AP Photo/Dave Martin
AP Photo/Dave Martin

The U.S. Supreme Court ruled that the State of Texas was within its rights to reject an application for a vehicle specialty license plate depicting the Confederate Battle Flag. The 5-4 decision by the nation’s highest court was announced Thursday morning.

Conservative Justice Clarence Thomas joined with the liberal minority as the swing vote in this matter. The other conservatives on the court called the Texas rejection of the plate as an assault on free speech rights.

The Texas Attorney General agreed with the majority opinion in this matter. “Free speech is a fundamental right to which all Americans are entitled,” said Texas AG Ken Paxton in a statement obtained by Breitbart Texas, “and today’s ruling upholds Texas’s specialty license plate program and confirms that citizens cannot compel the government to speak, just as the government cannot compel citizens to speak. There remains many other ways for motorists to express their views on their vehicles.”

AP Photo

Rejected License Plate

In March, Breitbart Texas legal analyst Lana Shadwick wrote that many members of the license plate board were offended by the plate’s design. The border rejected the application by an 8-0 vote. This was the first, and so far, only, license plate to be rejected by the board.

Shadwick wrote:

The legal question before the Court is whether the speech is government or private speech. If the message on the license plate is the government’s, then the First Amendment does not prevent it. If the motorist is the speaker, the government is prohibited from infringing on the speech in any discriminatory way.  The intermediate federal appellate courts are divided on the issue of whether the speech is from the government or the individual.

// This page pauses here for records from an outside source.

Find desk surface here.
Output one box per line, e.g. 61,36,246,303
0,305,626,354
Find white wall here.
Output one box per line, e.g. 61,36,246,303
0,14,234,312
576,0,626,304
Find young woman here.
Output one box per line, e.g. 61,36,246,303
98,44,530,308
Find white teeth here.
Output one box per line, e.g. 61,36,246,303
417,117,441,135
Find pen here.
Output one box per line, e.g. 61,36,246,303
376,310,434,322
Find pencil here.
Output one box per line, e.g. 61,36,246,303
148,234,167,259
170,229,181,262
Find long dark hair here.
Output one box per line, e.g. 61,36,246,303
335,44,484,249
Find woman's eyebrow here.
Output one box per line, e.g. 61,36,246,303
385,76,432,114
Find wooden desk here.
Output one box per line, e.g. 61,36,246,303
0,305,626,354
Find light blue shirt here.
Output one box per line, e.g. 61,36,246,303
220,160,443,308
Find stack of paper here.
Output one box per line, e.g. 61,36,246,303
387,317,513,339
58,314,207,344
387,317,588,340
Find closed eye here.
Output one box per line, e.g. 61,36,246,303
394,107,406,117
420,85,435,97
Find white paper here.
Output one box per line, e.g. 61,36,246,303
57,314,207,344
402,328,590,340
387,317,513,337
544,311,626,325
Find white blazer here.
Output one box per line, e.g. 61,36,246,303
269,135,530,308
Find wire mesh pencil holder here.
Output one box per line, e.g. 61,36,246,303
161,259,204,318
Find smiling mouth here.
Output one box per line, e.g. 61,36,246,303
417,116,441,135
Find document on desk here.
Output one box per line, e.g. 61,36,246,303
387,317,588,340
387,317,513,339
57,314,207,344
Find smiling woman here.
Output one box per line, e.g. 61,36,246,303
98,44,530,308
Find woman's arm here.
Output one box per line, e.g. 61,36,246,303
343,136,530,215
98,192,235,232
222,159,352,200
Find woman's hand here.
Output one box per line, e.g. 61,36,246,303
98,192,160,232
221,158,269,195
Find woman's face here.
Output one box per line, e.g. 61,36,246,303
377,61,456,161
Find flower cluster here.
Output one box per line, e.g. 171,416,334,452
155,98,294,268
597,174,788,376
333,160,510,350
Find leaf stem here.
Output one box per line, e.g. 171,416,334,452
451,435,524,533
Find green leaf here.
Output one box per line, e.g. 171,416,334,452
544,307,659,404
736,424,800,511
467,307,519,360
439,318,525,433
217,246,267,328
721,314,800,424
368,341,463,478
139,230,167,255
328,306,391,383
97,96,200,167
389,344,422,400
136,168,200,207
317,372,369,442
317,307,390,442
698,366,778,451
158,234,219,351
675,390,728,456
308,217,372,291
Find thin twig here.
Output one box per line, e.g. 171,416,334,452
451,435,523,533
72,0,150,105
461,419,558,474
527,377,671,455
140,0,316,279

The Fifth Circuit found that a reasonable observer would regard the message as from the motorist and ruled for the Texas SCV. The district court ruled for the State finding that the message was private speech and the Board’s disallowance of it was not unconstitutionally discriminatory.

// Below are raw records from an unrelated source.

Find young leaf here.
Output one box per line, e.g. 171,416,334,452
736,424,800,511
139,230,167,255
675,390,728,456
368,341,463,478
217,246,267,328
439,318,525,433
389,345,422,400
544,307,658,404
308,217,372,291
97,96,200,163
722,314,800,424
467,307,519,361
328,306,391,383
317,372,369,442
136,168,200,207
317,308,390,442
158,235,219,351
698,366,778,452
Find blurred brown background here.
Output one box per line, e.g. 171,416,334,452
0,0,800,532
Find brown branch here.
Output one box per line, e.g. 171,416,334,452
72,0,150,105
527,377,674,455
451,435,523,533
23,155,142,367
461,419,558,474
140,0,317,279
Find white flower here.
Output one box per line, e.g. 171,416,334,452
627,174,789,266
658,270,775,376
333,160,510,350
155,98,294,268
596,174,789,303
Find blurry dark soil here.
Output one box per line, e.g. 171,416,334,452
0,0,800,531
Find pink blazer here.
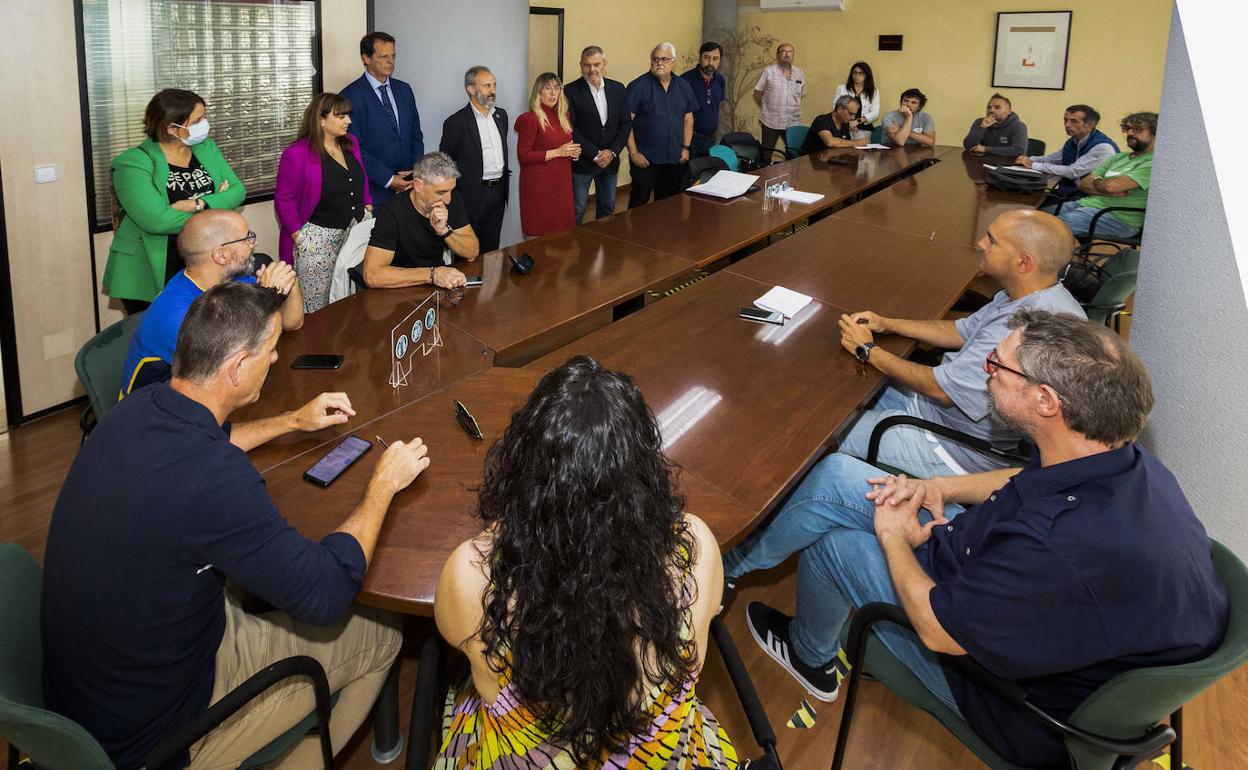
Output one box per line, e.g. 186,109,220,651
273,134,373,263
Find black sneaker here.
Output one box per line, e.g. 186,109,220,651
745,602,845,703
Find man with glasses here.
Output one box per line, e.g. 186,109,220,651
120,210,303,397
726,309,1228,768
1061,112,1157,238
628,42,698,208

In July, Breitbart Texas’ Kenneth Webster reported the Fifth Circuit Court of Appeals ruled against the State of Texas and said the Department of Motor Vehicles could not deny the free speech of the Sons of Confederate Veterans by reject the license plate application. The district court judge had previously ruled in favor of the state. The seesaw battle between the courts set up the hearing before the U.S. Supreme Court and its ultimate ruling that the plates are speech of the government and therefore not constrained by the First Amendment.

Speaking for the majority, Justice Stephen Breyer said that because the message is stamped on plates issued by the State of Texas, the plates are “government speech” and not an individual’s statement. “When government speaks, it is not barred by the Free Speech Clause from determining the content of what it says,” the Justice wrote in the majority opinion.

Dissenting, Justice Samuel Alito wrote that the State has created a public forum with these specialty plates and because of that, the State should not be able to reject some messages because they might be offensive to others.

“Messages on Texas license plates are government speech,” Attorney General Paxton said, according to the Dallas Morning News. “The State of Texas etches its name onto each license plate and Texas law gives the State sole control and final approval authority over everything that appears on a license plates.”

This was Paxton’s first victory before the U.S. Supreme Court since becoming Attorney General of Texas in January.